L’ancien et l’actuel président de la Fédération sénégalaise de football (FSF) estiment que ce serait un  »véritable recul » si le projet de texte, prévu par la Fédération algérienne de football (FAF), obligeant un candidat à la présidence de la Confédération africaine de football (CAF)  »a avoir été ou est membre » de son comité exécutif venait à passer. «Cette modification ne doit pas être avalisée par les autres présidents de Fédération», a relevé Me Augustin Senghor, président de la FSF, dans un entretien paru dans le quotidien Le Soleil le vendredi 17 août. Son prédécesseur à la présidence de la FSF, Omar Seck, interrogé par l’APS, est du même avis. Il estime que c’est comme  »si on disait que pour être président de la République du Sénégal, il fallait être ministre ».

Comme Me Augustin Senghor, Omar Seck voit mal ses pairs africains accepter de s’exclure de la présidence de l’instance dirigeante du football africain. «C’est anormal de réduire le collège électoral à un nombre limité de personnes», ont souligné les deux dirigeants du football sénégalais. Dans la même veine, le Camerounais Joseph Antoine Bell a dénoncé le caractère partisan de cette proposition. Selon lui, exiger que les candidats à la présidence de la CAF soient membres du comité exécutif ou aient été membres,  »c’est nier l’intelligence des présidents de Fédération ». « C’est ne leur accorder aucune autonomie de réflexion, c’est à la limite leur dire qu’ils ne savent pas ce qui est bien pour eux, c’est les infantiliser », a critiqué Joseph Antoine Bell dans la dernière parution de l’hebdomadaire panafricain Jeune Afrique.

L’ancien gardien de but des Lions indomptables accuse Hayatou et ses lieutenants de vouloir » transformer la CAF en un bunker ». «Ils sont convaincus que les Africains ne veulent plus d’eux à la tête de leur football, alors ils se barricadent avec des textes pour se maintenir au contrôle du football africain.
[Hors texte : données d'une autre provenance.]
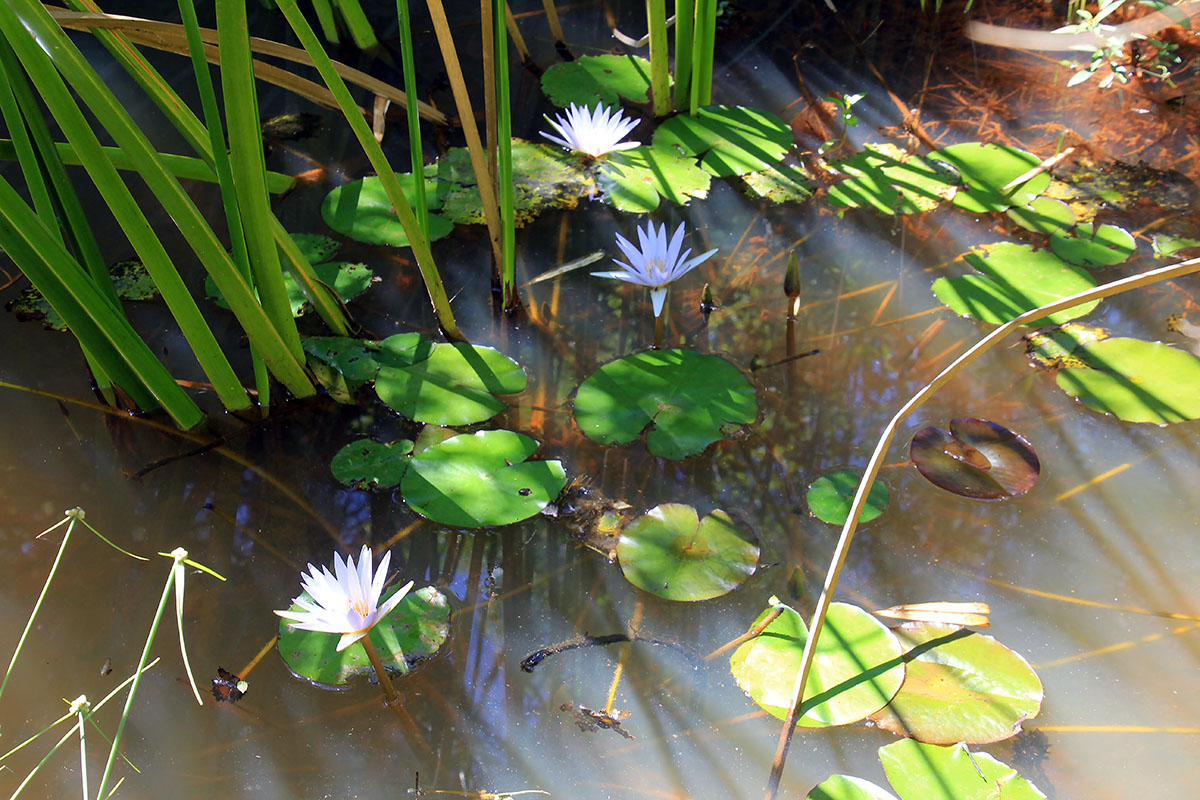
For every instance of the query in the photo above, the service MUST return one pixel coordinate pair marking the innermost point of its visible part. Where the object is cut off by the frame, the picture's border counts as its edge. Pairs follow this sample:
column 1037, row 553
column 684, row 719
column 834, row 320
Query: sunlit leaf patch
column 672, row 553
column 976, row 458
Leur objectif est d’éloigner de la CAF toutes les intelligences africaines », a précisé Joseph Antoine Bell. Il a fustigé l’attitude de son compatriote Hayatou qui, depuis 25 ans qu’il est à la tête du football africain, « n’a jamais songé à changer » les conditions d’éligibilité à la présidence de la CAF. « Il a pris conscience de ce qu’il ne fait plus l’unanimité, il sait qu’il est vers la sortie, mais il y a autour de lui des gens qui se battent pour préserver leurs intérêts à travers son maintien à la présidence de la CAF. Voilà tout le problème. Je ne vois pas quel président de Fédération lucide peut voter une telle loi », a ajouté le consultant de RFI. Président de la Confédération africaine de football depuis 1987, Issa Hayatou est candidat à sa propre succession. Face à lui, se dressent l’ancien président de la Fédération ivoirienne de football (FIF), Jacques Anouma et le Sénégalais Me Augustin Senghor.